While the boarding-school narrative is defined by layers of verbiage in the form of gossip, narration, classroom lectures, and student assignments (including a presentation on Rihanna), the Haitian scenes are largely wordless, and have a mysterious aura that is strongly reminiscent of the films of Claire Denis, no stranger to postcolonial body metaphors or enigmatic stories of dislocation. (The cinematographer is Yves Cape, who also lensed Denis’ White Material.)
Bonello knows his implications. Not for nothing, he opens the film with a quotation from a poem by the Haitian writer René Depestre that is later recited by Mélissa. In his take on that teen-movie staple, the oh so relevant introductory lecture, Mélissa and Fanny’s history teacher (played by the historian Patrick Boucheron in a cameo) speaks at length about the invention of French history in a classroom whose overwhelming visual impression is one of whiteness: the blank whiteboard, the walls, and, implicitly, Mélissa’s classmates. The result is sometimes too academic for its own good, and less transportive than the overlong and occasionally uneven Saint Laurent.

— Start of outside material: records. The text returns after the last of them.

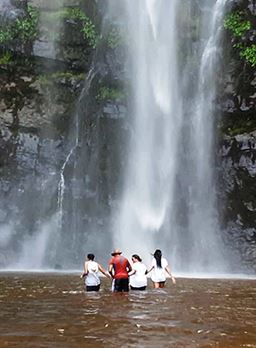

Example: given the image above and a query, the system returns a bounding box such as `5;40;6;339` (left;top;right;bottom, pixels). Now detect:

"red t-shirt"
109;255;131;279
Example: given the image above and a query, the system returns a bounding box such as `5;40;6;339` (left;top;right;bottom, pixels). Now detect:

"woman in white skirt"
146;249;176;288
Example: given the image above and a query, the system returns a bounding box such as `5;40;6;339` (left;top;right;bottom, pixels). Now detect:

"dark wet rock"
0;0;125;268
216;0;256;271
219;132;256;271
0;0;27;24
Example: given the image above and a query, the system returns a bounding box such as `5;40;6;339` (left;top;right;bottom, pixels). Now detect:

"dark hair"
153;249;162;268
87;253;95;261
132;254;142;262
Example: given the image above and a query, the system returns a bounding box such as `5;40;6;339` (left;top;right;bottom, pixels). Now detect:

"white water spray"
113;0;182;258
112;0;228;272
57;67;96;227
57;146;76;225
185;0;228;272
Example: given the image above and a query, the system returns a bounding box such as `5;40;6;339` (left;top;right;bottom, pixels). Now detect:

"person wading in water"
146;249;176;288
108;249;132;292
128;254;147;291
81;253;110;292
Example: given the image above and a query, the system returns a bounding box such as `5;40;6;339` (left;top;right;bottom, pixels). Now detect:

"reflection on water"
0;273;255;347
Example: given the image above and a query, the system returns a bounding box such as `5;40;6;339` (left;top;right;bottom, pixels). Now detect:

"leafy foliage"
224;12;251;37
96;87;126;101
0;29;13;44
240;44;256;67
38;71;85;86
0;52;12;65
51;7;99;48
224;11;255;67
0;5;39;45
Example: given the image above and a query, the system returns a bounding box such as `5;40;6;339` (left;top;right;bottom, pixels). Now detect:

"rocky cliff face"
0;0;127;267
218;0;256;271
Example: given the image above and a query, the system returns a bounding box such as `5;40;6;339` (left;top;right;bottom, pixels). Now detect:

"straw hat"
111;249;122;256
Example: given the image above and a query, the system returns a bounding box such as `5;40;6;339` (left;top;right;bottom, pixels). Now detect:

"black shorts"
113;278;129;292
130;286;146;291
86;284;100;292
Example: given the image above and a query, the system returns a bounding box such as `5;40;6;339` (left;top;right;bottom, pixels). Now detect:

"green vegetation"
224;12;251;37
224;11;255;67
38;71;85;86
240;45;256;67
107;27;121;49
219;116;256;136
47;7;99;48
0;52;12;65
0;29;13;45
0;4;119;51
0;5;39;45
45;7;122;50
96;87;126;101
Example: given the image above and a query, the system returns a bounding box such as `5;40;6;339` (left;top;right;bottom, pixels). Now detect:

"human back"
151;256;168;283
146;249;176;288
109;254;130;279
129;254;147;290
85;260;100;286
81;253;110;292
108;249;132;292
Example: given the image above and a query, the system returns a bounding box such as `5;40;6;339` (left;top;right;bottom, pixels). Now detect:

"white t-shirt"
85;260;100;286
130;262;147;288
150;257;168;283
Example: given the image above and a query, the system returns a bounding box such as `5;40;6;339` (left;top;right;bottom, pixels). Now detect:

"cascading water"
185;0;228;272
0;0;232;273
112;0;229;273
113;0;182;258
52;67;98;267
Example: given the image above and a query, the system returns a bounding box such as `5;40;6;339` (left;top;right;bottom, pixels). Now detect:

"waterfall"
51;67;97;267
1;0;231;272
113;0;182;259
185;0;228;273
57;68;96;226
112;0;228;273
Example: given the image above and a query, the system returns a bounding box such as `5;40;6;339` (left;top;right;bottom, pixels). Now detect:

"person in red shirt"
108;249;132;292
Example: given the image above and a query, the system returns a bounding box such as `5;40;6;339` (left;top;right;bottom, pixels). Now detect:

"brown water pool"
0;273;255;347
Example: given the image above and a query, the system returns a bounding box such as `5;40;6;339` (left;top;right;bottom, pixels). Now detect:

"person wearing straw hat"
108;249;132;292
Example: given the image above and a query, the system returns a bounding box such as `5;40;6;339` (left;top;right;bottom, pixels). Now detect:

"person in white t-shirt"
146;249;176;289
128;254;147;291
80;253;110;292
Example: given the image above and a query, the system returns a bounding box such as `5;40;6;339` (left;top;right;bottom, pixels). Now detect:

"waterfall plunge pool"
0;273;255;347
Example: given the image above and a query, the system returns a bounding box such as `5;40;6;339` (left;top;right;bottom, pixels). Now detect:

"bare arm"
145;266;154;275
99;264;111;278
127;261;132;272
165;265;176;284
128;269;136;276
80;261;89;278
108;263;114;278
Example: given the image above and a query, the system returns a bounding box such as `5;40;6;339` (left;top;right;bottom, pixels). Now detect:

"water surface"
0;273;255;347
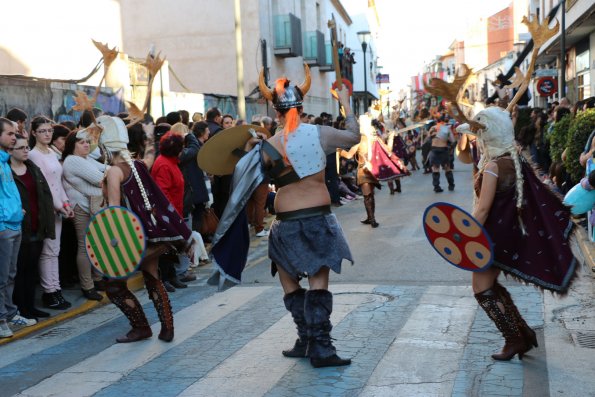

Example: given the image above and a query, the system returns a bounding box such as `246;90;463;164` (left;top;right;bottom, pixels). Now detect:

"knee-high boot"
475;288;527;360
395;178;401;193
493;282;538;352
388;180;395;195
143;271;174;342
361;194;379;227
445;171;455;191
432;172;443;192
106;280;152;343
282;288;308;357
304;289;351;368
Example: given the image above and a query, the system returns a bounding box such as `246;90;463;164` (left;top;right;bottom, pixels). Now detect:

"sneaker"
9;314;37;327
82;288;104;301
179;272;197;283
255;229;269;237
55;291;72;309
163;281;176;293
0;320;13;338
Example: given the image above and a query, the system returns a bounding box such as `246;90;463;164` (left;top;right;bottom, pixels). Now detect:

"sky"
374;0;514;93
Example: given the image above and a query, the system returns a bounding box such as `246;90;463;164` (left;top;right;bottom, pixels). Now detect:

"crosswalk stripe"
359;285;476;397
15;286;272;397
177;284;379;397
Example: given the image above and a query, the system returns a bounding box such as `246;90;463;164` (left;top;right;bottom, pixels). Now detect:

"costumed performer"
458;103;577;361
97;115;192;343
429;115;456;192
340;117;408;227
207;64;359;368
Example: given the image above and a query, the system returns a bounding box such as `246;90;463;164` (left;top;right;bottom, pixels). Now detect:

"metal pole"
362;42;368;111
234;0;246;120
560;0;566;100
159;69;165;117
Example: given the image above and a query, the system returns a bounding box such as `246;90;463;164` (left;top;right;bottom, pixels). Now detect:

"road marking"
15;286;271;397
359;285;476;396
177;284;377;397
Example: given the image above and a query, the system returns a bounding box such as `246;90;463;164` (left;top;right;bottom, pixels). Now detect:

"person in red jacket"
151;132;185;216
151;132;188;290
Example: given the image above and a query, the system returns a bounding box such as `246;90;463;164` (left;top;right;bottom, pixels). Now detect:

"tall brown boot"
282;288;308;357
106;280;152;343
388;180;395;195
143;271;174;342
493;282;538;353
361;194;379;228
475;288;527;361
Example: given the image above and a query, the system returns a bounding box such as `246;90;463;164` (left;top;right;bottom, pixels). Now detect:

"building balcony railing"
303;30;326;66
318;42;334;72
273;13;303;58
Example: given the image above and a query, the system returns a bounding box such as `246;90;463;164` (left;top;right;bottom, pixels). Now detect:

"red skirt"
369;141;410;181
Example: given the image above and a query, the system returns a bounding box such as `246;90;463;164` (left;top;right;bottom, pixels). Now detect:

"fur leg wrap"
304;289;351;368
282;288;308;357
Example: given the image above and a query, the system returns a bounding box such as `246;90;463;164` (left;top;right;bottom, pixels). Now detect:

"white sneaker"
339;197;350;205
9;314;37;327
255;229;269;237
0;320;13;338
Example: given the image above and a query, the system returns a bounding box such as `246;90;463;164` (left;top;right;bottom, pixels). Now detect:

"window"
576;50;590;100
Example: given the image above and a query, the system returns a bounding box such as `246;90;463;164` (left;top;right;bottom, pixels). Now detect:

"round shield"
423;202;494;272
85;206;147;278
197;124;271;176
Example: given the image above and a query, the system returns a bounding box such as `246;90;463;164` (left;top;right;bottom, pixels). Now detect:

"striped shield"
423;202;494;272
85;206;147;278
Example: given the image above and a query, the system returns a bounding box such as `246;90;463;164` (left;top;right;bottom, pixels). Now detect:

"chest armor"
285;123;326;178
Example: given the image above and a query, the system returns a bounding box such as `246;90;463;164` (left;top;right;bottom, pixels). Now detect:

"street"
1;159;594;397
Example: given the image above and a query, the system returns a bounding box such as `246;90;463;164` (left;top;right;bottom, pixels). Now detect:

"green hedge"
548;114;572;163
564;108;595;184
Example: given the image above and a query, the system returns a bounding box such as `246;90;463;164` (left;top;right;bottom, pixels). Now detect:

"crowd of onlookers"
0;106;284;338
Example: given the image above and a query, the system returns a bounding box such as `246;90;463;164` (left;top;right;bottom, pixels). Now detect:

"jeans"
40;214;62;293
73;206;100;290
176;216;193;277
0;229;22;321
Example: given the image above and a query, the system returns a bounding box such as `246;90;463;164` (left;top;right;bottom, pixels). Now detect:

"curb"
0;273;145;345
573;221;595;278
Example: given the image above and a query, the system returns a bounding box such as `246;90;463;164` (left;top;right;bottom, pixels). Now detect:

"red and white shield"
423;202;494;272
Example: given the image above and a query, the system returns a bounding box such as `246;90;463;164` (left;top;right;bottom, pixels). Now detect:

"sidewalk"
2;215;593;346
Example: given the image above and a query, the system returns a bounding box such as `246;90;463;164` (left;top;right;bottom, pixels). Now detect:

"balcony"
273;14;303;57
318;42;334;72
303;30;326;66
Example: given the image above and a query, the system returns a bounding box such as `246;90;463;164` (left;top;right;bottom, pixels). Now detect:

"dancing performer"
426;13;575;361
204;64;358;367
341;117;408;227
428;115;455;192
461;104;577;360
98;116;192;343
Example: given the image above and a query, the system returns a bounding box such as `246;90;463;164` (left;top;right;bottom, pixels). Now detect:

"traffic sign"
536;77;558;97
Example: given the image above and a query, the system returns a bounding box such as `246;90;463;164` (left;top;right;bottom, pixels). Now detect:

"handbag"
199;207;219;235
89;195;106;215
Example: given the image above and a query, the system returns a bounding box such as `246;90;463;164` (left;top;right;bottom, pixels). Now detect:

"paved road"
2;158;594;397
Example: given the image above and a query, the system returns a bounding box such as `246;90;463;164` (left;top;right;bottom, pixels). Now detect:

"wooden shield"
85;206;147;278
423;202;494;272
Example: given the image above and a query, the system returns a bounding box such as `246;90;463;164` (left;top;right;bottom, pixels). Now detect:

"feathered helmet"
259;63;311;112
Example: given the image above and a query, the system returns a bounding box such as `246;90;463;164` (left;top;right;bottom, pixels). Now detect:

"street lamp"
357;30;371;112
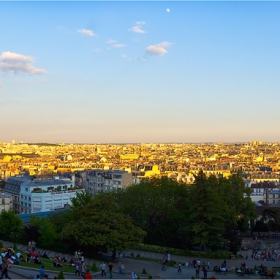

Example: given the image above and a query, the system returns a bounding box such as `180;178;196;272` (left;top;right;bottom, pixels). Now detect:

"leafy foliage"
109;177;190;248
57;270;65;279
61;195;146;252
29;216;59;248
0;210;23;242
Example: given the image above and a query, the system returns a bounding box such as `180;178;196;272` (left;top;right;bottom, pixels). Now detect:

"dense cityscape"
0;140;280;215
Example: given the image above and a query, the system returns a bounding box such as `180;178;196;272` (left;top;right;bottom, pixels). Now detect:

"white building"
247;181;279;203
0;192;12;212
20;177;84;214
86;169;133;196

At the same time, it’s hard to deny Zombi Child’s suggestive power: the curious refractions; the fantasies; the parallels of Vodou and the candlelit rituals of teen girlhood, putting on make-up and lip-synching to music as though one were channeling something from the pop beyond. Possession mingles with teenage obsession, mysticism with longing, unseen sugar barons with Baron Samedi, the rum-loving Vodou loa of magic and death. For Bonello, whose previous films have emphasized emotional continuity over conventions of chronology and realism, it all seems to be part of the same continuum, suggesting a deeper, contradictory myth.